I recently saw a blog post that discussed using RC4 as an ad-hoc hash in order to show why CBC mode is better than ECB. While the author’s example is merely an attempt to create a graphic, it reminded me to explain why a stream cipher shouldn’t be used as as a cryptographic hash.
A stream cipher like RC4 only has one input (the key) and one output, a variable-length keystream. During initialization, the key is expanded and stored in an internal buffer. When the user wants to encrypt or decrypt (both are the same operation), the buffer is updated in some way and keystream bits are output. It’s up to the caller to take that keystream data and XOR it with the plaintext to get the ciphertext (or vice versa). Very simple, right? You just initialize the stream cipher’s state with a key and then turn the crank whenever you want keystream bits.
A cryptographic hash algorithm like SHA-1 also has one input (the data) and one output, the digest. A variable-length stream of input data is crunched in blocks, giving a final output digest that should be difficult to invert, among other properties.
At first glance, it seems that a stream cipher can be used as a cryptographic hash by setting the data to hash as the key, turning the crank, and using some of the keystream as the digest. The reasoning goes, “since it should be difficult to recover the original stream cipher key merely by seeing some of the keystream, the output is usable as a hash”. While this may sound reasonable, it is often wrong, leading to various security problems.
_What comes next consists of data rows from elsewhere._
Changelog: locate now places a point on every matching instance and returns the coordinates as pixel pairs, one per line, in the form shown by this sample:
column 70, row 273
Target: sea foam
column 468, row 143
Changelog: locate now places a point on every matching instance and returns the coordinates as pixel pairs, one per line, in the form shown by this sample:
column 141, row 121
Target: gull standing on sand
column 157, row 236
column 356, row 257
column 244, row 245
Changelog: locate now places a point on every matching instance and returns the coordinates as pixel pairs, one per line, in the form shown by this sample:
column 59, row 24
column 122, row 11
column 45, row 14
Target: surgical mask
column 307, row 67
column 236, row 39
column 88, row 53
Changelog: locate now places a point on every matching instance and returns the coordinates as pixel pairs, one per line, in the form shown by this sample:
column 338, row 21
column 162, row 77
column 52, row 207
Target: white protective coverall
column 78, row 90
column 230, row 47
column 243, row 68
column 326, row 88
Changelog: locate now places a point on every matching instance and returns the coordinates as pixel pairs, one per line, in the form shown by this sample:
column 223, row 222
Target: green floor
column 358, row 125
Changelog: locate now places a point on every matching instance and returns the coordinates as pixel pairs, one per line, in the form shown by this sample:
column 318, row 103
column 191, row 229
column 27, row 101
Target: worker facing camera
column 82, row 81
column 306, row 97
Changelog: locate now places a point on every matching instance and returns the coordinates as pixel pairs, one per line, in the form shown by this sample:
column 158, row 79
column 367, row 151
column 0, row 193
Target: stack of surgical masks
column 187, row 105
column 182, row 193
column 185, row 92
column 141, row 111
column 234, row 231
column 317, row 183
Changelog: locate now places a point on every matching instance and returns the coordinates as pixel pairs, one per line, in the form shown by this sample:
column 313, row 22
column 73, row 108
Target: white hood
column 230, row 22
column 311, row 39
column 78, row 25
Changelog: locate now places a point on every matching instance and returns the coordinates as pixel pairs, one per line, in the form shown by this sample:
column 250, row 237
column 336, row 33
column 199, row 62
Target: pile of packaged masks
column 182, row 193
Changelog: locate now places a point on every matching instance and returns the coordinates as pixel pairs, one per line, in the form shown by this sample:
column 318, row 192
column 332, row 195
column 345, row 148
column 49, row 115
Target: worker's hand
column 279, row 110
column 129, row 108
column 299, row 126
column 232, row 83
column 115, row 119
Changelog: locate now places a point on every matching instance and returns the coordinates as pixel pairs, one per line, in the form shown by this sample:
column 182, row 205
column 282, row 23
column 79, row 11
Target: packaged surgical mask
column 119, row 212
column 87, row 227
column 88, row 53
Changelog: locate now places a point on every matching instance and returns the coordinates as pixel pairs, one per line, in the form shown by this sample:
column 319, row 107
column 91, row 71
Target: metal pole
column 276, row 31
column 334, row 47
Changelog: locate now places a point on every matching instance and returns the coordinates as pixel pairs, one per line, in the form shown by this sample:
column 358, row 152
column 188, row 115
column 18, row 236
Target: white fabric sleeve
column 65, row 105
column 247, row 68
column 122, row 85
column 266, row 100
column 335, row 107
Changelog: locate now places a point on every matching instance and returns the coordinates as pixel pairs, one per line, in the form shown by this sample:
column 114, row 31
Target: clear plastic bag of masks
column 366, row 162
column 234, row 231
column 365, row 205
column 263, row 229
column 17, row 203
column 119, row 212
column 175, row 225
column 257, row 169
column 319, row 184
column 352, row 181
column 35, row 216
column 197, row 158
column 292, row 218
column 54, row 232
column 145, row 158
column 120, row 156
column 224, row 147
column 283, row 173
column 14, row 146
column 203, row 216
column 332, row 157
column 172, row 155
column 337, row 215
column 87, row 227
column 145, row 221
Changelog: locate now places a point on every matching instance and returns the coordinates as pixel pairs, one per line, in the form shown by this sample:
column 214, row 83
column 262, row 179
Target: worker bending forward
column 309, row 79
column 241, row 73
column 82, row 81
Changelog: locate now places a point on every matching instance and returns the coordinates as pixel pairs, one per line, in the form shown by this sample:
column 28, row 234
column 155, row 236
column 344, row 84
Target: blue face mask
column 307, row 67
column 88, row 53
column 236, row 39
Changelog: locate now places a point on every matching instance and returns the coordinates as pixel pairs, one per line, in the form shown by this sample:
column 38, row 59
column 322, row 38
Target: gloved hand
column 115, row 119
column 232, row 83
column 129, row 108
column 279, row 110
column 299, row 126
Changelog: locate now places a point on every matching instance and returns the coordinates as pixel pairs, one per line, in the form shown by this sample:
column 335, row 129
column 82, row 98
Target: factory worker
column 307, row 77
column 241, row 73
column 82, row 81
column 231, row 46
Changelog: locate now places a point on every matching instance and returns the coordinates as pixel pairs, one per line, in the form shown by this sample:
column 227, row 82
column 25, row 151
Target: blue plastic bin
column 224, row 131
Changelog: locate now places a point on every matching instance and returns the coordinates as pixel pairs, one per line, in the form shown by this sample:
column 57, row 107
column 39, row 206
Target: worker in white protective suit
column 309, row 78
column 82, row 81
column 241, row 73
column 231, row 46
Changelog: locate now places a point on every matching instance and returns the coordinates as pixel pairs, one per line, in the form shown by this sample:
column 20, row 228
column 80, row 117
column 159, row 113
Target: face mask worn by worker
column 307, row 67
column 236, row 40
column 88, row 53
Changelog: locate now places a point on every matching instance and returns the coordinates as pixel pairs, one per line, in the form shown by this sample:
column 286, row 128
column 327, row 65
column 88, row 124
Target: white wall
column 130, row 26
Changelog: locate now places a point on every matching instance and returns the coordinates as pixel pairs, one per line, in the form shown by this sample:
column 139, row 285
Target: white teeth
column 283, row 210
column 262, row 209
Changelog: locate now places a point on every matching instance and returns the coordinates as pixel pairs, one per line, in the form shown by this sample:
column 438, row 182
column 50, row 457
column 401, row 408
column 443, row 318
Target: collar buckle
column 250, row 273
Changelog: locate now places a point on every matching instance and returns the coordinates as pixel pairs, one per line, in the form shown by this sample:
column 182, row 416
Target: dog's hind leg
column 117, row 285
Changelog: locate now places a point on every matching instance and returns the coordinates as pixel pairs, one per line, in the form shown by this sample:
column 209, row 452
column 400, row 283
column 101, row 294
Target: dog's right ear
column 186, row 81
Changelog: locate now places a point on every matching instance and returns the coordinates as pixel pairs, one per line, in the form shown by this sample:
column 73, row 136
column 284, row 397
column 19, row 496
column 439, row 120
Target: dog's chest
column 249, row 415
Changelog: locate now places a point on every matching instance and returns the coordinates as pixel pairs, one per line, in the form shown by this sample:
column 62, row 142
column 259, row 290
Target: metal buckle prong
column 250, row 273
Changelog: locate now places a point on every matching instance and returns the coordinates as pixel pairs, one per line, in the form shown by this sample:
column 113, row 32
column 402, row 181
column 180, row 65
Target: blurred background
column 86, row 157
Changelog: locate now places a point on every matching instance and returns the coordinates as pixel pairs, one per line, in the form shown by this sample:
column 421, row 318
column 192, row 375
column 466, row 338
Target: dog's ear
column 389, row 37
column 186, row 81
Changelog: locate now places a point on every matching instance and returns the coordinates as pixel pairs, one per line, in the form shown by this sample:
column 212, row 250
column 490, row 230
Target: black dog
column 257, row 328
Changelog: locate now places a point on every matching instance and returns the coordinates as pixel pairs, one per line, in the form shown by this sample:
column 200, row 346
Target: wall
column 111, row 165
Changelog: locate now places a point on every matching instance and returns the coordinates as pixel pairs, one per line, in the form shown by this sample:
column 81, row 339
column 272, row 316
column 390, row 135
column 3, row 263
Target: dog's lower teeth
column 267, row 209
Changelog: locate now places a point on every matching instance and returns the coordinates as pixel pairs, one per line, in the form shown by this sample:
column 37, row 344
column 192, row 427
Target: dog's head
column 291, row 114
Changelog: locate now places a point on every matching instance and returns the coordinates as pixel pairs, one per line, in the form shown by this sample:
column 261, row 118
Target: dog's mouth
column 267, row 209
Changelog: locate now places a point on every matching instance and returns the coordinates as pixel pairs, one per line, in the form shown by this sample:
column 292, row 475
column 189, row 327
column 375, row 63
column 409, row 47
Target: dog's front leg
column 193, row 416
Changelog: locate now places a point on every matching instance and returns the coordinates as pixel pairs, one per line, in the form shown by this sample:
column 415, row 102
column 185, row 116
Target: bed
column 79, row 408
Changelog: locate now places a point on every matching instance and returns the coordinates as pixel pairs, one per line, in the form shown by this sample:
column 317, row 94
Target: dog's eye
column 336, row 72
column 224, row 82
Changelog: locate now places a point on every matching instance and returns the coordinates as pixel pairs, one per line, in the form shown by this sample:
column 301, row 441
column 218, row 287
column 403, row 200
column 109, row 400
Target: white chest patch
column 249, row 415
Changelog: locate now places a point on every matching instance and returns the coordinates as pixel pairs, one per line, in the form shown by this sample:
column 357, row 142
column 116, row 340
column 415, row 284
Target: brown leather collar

There are numerous, vital design distinctions between stream ciphers and hashes. First, a stream cipher is designed to output an extremely long keystream sequence while a hash digest is a relatively small, fixed-length output. There are design differences that arise from expanding a key vs. compressing input. Also, resistance against a chosen input attack is a requirement for a cryptographic hash, while it may not have been considered for a stream cipher. What could an attacker gain if they can choose the input keys? By definition, they already know the secret key in this case.
The RC4 weakness that led to WEP being broken was a related-key attack. Even though an attacker could not choose WEP keys, the RC4 key was the concatenation of a counter and the secret key. Thus, subsequent outputs of the keystream are derived from closely related input keys.
But to use RC4 for hashing, it would have to be resistant not only to related key attacks, but to a chosen key attack. In this case, the attacker can target weaknesses in your key schedule algorithm by maliciously choosing many keys versus merely knowing that some relation exists between unknown keys that the attacker can’t choose. While chosen-IV attacks are part of the consideration for stream ciphers, I haven’t heard of full chosen-key resistance being an important design criteria. (Please correct me if I’m out of date on this, especially with eStream).
In contrast, resistance to a chosen-input attack is the very definition of a cryptographic hash algorithm. This resistance comes at a performance cost. Turning a hash algorithm into a stream cipher can be done (say, an HMAC using a key and counter), but it’s slower than stream ciphers that were designed as such. Stream cipher designs are optimized for performance and are usually not focused on preventing chosen-key attacks. An interesting corrolary is that analyzing a stream cipher’s key scheduling algorithm as a hash function (e.g., collision resistance) is often a good way to understand its possible weaknesses.
To summarize, don’t use cryptographic primitives for non-standard purposes. There are often built-in assumptions based on the original intended application that could compromise your modified design.